You will need
  • - concentrated hydrochloric acid;
  • - concentrated nitric acid;
  • - reaction container (flask or beaker);
  • - a piece of gold (scrap jewelry, gold foil).
To dissolve gold, you can use methods which are still widely used in industry for gold mining and recovery of alloys. But hold them dangerous, as used solutions of potassium cyanide and sodium cyanide are the strongest poisons. These methods are based on the formation of soluble "cyanoaurate": [Au(CN)2]-.
You can also carry out the reaction of gold with fluoride, but it should be carried out carefully as the reaction takes place at very high temperatures (300 to 400 degrees), and the fluorine – poisonous and extremely active substance.
A fairly simple and safe way - the dissolution of gold in the famous "Aqua Regia". Mix in the reaction vessel with hydrochloric and nitric acid in a weight ratio of 3:1.
Throw a piece of gold, watch the progress of the reaction. Relatively quickly (even at room temperature, without heating) it will start to shrink in size, until dissolved completely.

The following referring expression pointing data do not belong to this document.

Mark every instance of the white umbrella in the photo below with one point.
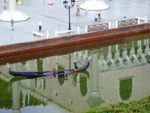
(94, 5)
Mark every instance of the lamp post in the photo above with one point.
(68, 5)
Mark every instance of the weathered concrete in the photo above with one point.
(61, 45)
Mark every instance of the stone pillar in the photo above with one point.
(95, 98)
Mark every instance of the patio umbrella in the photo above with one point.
(94, 5)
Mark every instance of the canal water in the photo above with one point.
(117, 72)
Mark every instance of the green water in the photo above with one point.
(108, 80)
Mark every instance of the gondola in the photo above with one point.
(60, 73)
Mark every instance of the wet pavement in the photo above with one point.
(55, 17)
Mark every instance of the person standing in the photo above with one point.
(12, 24)
(78, 11)
(40, 26)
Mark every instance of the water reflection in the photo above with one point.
(117, 73)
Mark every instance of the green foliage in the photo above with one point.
(125, 88)
(83, 86)
(5, 95)
(142, 106)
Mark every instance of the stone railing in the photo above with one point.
(119, 56)
(98, 27)
(128, 22)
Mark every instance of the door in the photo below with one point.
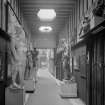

Why did this happen? Under the influence of nitric acid some of the chloride ions present in hydrochloric acid, turned into highly active atomic chlorine. And he reacts with gold forming a so-called. "chloraurate-ion":
2Au + 3Cl2 + 2Cl− = 2[AuCl4]−
The great scientist Niels Bohr, leaving his native Denmark in the period of Nazi occupation, dissolved the gold medal winner of the Nobel prize in Aqua Regia. Returning after the war, he singled out the gold from solution by chemical means, and it made an exact copy of the medal.